Aujourd’hui, la vie démocratique est en effet rendue complexe par le fait qu’il y a « des » démocraties au sein d’« une » démocratie, prise comme un bloc. La démocratie est à la fois un régime homogène (la valeur démocratique) et un régime hétérogène (cohabitation de plusieurs procédures et modalités démocratiques). Normalement, les démocraties se caractérisent par la légalité du conflit, issu du pluralisme, et par l’exigence du compromis, issu du débat politique. La majorité a le droit de gouverner et de décider au nom de la nation et de l’intérêt général. C’est là justement où se situe le problème, puisque la majorité en France a changé de camp face au projet gouvernemental (et présidentiel) de loi sur les retraites. Un projet doublement rejeté : par une majorité parlementaire au niveau des institutions politiques, et par une majorité de l’opinion (plus de 60% de l’opinion le rejette), et par un grand nombre de manifestations de rue, entre les mains des syndicats et des partis protestataires de gauche (Nupes), les Républicains étant restés tièdes et n’approuvent le projet que timidement). Quelle majorité faire prévaloir alors, celle du gouvernement (président) ou celle de la rue, celle de l’opinion ou celle du parlement ?

Si « la loi est l’expression de la volonté populaire », comme le dit métaphysiquement Rousseau, la volonté populaire souveraine est empêchée en l’espèce de s’exprimer par la volonté gouvernante de l’Exécutif. Cette « loi souveraine » n’est plus qu’un mythe en voie de disparition, comme on l’observe aussi dans les diverses démocraties, sauf peut-être aux Etats-Unis. Pourtant la loi est une des puissantes symboliques de la démocratie. C’est d’ailleurs quand le Thémis (loi révélée) a laissé place au Nomos (loi des hommes en République) que la démocratie est née dans la Grèce antique sous les poussées populaires.
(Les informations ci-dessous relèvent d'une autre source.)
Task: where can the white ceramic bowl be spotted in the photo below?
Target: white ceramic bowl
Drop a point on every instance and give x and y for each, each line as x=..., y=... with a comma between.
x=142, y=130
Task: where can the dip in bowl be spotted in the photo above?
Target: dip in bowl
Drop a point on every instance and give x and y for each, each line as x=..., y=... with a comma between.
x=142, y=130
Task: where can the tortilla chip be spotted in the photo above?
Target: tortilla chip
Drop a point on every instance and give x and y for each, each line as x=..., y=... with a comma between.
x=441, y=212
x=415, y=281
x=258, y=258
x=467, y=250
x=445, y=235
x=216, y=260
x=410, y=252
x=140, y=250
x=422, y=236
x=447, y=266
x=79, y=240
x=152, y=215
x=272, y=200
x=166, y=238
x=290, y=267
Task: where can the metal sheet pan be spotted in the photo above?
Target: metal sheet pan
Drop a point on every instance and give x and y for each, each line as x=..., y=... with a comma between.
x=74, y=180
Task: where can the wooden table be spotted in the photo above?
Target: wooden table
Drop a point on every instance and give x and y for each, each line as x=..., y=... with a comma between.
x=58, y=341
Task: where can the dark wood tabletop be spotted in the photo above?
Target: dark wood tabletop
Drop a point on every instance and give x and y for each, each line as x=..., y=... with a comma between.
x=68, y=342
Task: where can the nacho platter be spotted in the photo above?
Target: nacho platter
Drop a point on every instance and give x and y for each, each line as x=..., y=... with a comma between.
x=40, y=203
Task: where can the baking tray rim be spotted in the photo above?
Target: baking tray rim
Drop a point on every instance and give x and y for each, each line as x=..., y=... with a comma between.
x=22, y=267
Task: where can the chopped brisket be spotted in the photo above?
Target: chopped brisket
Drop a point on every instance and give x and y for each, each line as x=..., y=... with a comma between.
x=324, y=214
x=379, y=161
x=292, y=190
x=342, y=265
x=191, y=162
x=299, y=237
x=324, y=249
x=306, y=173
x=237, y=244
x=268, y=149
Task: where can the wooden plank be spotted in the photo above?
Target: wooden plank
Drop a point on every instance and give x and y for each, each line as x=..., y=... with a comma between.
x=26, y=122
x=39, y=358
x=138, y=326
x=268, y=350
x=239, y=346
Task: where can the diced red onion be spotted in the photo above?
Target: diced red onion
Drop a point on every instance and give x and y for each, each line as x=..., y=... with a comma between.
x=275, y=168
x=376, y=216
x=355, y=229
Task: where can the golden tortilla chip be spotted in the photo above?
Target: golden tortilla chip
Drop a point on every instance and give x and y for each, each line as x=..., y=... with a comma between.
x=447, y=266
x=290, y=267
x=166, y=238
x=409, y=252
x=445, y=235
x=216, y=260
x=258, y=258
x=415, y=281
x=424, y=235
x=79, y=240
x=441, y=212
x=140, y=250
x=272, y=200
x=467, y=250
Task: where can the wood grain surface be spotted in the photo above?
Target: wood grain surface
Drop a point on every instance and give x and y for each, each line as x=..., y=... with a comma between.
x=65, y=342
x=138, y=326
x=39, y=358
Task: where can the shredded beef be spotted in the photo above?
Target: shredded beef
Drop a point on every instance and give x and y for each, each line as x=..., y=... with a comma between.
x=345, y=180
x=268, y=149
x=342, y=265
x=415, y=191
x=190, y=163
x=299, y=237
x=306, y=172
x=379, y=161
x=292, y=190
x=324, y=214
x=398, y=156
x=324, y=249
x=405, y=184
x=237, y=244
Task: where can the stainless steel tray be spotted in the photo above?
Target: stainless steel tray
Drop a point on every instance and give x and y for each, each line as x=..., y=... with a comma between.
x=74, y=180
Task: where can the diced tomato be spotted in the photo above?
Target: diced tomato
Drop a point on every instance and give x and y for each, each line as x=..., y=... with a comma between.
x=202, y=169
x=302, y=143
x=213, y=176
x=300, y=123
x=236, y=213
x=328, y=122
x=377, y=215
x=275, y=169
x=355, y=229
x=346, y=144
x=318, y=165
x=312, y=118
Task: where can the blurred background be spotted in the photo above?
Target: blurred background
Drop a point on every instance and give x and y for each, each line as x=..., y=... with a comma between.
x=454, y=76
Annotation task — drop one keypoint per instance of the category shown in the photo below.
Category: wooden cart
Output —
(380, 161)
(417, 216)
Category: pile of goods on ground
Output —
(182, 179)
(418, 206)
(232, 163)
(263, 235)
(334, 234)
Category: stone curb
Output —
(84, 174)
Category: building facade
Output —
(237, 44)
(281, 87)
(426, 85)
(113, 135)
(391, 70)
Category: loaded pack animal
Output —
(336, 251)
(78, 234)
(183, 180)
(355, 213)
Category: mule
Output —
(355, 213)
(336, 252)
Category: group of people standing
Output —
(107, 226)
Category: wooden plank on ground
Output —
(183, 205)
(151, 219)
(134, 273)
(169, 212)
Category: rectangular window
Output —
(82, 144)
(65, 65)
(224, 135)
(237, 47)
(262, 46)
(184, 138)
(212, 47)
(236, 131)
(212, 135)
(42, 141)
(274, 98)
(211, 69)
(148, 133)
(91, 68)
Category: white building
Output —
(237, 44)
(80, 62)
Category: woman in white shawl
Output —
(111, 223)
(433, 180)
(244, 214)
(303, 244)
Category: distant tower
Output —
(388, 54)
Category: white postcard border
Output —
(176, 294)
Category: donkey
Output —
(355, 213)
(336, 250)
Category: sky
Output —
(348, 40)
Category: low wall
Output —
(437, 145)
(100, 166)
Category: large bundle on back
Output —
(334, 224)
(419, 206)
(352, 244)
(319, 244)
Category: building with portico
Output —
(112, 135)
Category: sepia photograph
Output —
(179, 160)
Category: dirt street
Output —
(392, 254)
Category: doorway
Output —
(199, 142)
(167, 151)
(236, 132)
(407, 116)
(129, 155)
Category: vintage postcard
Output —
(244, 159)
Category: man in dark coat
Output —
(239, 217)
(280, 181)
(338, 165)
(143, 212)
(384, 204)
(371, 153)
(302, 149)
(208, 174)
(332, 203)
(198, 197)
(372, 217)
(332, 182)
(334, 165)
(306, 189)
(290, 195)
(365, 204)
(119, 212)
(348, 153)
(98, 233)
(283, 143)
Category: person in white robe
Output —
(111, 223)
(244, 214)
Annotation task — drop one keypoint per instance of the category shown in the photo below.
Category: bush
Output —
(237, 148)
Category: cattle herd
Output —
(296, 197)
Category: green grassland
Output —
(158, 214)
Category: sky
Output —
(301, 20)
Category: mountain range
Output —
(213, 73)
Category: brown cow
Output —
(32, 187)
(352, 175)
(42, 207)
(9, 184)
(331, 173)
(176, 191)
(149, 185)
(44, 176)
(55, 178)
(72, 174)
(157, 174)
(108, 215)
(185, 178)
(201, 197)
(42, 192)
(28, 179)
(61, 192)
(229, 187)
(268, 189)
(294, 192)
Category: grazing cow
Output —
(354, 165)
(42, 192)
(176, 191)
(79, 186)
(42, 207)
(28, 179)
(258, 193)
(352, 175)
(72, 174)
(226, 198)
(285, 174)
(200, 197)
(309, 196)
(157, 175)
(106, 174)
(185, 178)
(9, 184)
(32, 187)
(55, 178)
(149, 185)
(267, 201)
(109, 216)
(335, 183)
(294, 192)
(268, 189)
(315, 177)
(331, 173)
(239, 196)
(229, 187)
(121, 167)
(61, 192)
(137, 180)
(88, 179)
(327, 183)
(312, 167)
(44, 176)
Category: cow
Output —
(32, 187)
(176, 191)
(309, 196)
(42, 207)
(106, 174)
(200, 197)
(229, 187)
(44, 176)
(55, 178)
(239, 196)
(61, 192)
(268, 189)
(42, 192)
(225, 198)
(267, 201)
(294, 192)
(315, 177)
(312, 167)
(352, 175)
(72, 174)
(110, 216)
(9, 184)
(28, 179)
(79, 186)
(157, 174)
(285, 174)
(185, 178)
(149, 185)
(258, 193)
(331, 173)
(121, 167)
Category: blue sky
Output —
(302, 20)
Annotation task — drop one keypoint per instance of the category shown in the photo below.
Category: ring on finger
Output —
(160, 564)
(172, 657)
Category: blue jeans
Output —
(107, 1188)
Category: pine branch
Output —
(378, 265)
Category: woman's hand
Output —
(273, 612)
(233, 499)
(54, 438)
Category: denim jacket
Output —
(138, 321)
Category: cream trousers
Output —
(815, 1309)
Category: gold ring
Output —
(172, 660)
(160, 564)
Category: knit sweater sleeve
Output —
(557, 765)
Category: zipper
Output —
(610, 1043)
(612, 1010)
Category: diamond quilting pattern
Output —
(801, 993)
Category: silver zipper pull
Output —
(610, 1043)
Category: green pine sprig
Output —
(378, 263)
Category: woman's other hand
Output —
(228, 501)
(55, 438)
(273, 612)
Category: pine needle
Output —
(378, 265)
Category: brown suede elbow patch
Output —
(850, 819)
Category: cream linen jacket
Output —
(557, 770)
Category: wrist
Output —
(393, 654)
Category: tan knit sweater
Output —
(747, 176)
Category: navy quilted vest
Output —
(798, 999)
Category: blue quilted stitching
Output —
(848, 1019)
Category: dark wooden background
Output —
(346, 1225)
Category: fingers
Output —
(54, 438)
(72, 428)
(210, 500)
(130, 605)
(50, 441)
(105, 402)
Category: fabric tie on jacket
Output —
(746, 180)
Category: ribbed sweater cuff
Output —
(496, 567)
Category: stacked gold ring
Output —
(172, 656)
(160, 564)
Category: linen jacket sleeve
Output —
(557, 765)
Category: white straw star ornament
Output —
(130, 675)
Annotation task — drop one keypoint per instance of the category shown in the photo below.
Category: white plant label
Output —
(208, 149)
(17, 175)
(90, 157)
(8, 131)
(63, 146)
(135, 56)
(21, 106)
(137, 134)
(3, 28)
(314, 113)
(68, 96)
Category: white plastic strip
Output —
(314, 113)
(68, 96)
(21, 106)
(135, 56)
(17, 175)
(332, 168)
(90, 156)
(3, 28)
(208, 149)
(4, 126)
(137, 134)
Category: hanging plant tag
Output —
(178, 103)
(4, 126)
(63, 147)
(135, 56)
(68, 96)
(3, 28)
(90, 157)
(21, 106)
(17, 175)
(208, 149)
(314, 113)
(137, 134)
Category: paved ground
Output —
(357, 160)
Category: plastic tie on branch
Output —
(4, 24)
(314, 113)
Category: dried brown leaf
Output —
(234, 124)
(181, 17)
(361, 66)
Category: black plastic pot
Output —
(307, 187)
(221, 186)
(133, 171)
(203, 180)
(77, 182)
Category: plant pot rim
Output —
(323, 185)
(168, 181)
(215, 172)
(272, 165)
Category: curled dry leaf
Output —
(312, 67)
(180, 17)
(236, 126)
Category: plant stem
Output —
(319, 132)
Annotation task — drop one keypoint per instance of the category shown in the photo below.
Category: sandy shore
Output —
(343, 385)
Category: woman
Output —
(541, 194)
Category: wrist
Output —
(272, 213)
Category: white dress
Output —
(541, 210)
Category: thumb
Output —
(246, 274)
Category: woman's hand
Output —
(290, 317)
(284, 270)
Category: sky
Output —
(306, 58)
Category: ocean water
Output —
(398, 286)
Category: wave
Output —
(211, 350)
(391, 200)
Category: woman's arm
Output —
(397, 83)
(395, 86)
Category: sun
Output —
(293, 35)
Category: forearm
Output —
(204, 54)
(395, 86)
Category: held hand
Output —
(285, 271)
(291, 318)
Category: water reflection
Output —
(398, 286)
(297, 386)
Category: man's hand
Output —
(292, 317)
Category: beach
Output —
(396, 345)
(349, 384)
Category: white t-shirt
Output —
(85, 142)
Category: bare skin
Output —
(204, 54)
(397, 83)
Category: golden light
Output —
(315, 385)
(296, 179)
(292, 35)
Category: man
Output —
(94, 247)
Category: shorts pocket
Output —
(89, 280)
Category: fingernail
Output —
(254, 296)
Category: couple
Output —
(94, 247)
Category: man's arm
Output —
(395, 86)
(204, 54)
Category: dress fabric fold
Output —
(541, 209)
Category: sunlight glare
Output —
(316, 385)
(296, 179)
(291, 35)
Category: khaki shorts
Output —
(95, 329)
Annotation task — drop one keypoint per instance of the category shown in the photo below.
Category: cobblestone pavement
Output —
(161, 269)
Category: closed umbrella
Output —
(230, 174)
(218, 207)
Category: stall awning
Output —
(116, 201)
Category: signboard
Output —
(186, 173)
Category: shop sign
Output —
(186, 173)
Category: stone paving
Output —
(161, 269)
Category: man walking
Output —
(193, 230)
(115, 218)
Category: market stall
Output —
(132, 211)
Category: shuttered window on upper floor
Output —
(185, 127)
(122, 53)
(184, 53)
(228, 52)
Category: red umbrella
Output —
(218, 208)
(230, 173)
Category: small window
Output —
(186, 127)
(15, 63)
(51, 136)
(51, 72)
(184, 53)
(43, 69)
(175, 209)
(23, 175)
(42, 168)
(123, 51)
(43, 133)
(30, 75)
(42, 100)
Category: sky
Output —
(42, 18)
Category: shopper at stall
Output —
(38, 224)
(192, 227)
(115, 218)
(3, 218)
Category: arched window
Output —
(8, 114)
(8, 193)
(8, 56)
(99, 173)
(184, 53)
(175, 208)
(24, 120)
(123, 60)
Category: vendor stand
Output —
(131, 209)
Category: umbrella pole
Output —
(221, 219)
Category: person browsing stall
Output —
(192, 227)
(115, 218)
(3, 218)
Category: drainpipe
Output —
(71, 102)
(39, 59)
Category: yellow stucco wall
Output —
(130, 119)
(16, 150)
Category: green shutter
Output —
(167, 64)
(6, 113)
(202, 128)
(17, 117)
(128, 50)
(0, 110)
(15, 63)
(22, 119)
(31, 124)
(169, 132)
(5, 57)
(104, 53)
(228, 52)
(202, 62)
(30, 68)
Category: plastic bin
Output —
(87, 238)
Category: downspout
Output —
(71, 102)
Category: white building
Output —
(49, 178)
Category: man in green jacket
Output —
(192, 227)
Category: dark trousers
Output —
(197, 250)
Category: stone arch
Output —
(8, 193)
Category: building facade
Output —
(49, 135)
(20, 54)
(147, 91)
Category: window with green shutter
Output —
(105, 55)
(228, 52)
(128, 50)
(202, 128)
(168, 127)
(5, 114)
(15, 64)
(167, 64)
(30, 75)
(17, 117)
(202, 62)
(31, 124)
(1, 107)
Si le président, à travers son gouvernement, a le droit de gouverner en tant que représentant élu, il doit lui aussi décider, fut-ce en assumant l’impopularité, au cas où l’opinion, qui a voté majoritairement pour lui, le désapprouve en ce moment pour le projet sur les retraites. Le gouvernement et le président gouvernent en assumant leurs responsabilités, comme le parlement. S’il rencontre une farouche opposition au parlement, le gouvernement peut constitutionnellement déclencher le fameux article 49-3, qui lui permet d’engager sa responsabilité pour forcer l’adoption d’un texte, sauf si l’Assemblée est prête à le renverser par le biais d’une motion de censure. Auquel cas, l’Assemblée doit assumer le risque de sa dissolution, et les députés le risque de perdre leurs sièges.

Normalement, c’est la profondeur du débat et des délibérations au sein des institutions politiques, au-delà des positions électorales, toutes légitimes, des uns et des autres, qui devrait prévaloir. Les démocraties se distinguent des régimes despotiques par l’acceptation du débat libre et le recours au compromis. Le compromis n’exclut pas la décision, il la renforce, au contraire. Il n’est pas une « trahison », comme le croient les zaïms autoritaires arabes, qui mélangent action politique, fierté virile et paranoïa. Le compromis est au cœur du politique, qui fait référence aux agrégats humains en société et au principe de l’altérité. Le compromis est également au cœur de la démocratie. Il aide à pacifier la société par le respect des droits et libertés de toutes les parties. En Angleterre et en Allemagne, où la culture du compromis est enracinée dans les institutions et dans l’opinion, la nature ou les dimensions inégales et changeantes des majorités et des minorités freinent rarement les décisions politiques, et les issues institutionnelles sont moins polarisantes qu’en France, un pays historiquement schismatique sur le plan idéologique. A la fin du XIXe et au début du XXe siècle, on parlait dans l’Angleterre bourgeoise de « gouvernement d’opinion », pour montrer la nécessaire symbiose du système représentatif avec l’opinion. L’opinion était dans le système parlementaire, le repère du gouvernement légitime. Le désaccord entre eux est tranché par la dissolution et des élections anticipées, c’est-à-dire par l’arbitrage du peuple. C’est pourquoi d’ailleurs le système parlementaire est, au fond, le système le plus fondamentalement politique.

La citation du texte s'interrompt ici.